Saat menjalankan amal-amal akhirat kita, ada sebentuk ujian dari Allah yang acapkali tak kita sadari. Ada yang tersilaukan, ada yang terlena, ada yang terkesima, ada yang terpesona, ada juga yang terpana dengan seluruh tampilan ukhrowi dan religi dari amal-amal akhirat. Sebab, kita semua pasti sepakat bahwa amal-amal akhirat kita pasti baik, karena ada syariatnya, ada sandaran dalilnya, juga ada dasar dan sumber hukumnya. Maka, kita beranggapan dan merasa semuanya pasti tak akan ada salah.

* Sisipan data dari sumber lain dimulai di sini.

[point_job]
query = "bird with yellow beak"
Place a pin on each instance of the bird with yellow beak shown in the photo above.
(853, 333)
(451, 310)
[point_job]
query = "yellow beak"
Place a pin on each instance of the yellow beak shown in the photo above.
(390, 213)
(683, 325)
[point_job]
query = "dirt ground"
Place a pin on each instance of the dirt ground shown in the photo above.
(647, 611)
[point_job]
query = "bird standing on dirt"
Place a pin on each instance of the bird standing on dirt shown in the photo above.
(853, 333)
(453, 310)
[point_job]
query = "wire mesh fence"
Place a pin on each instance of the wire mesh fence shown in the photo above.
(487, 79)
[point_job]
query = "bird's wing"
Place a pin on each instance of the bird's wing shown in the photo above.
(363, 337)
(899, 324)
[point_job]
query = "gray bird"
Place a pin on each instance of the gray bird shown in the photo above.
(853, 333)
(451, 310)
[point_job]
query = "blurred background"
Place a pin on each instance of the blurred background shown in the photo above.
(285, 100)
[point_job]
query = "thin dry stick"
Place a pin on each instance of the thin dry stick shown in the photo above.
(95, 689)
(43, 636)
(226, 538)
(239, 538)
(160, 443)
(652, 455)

Tetapi kita lupa, episode perdana dari manusia pertama adalah sebuah kejatuhan. Sebuah keterperosokan dalam perangkap iblis yang mematikan. Iblis piawai dalam mengemas perangkat kerusakannya dengan hiasan-hiasan yang menyilaukan mata dan memesonakan jiwa. Dan Adam pun terjebak. Sering kita melupakan fragmen ini, lantas lenyaplah semua kewaspadaan. Tak ada lagi rasa takut dan khawatir terjerembab pada perangkap setan. Semuanya tergantikan dengan perasaan aman, karena amal-amal akhirat yang kita kerjakan adalah amal yang sudah tegas dalil dan dasarnya.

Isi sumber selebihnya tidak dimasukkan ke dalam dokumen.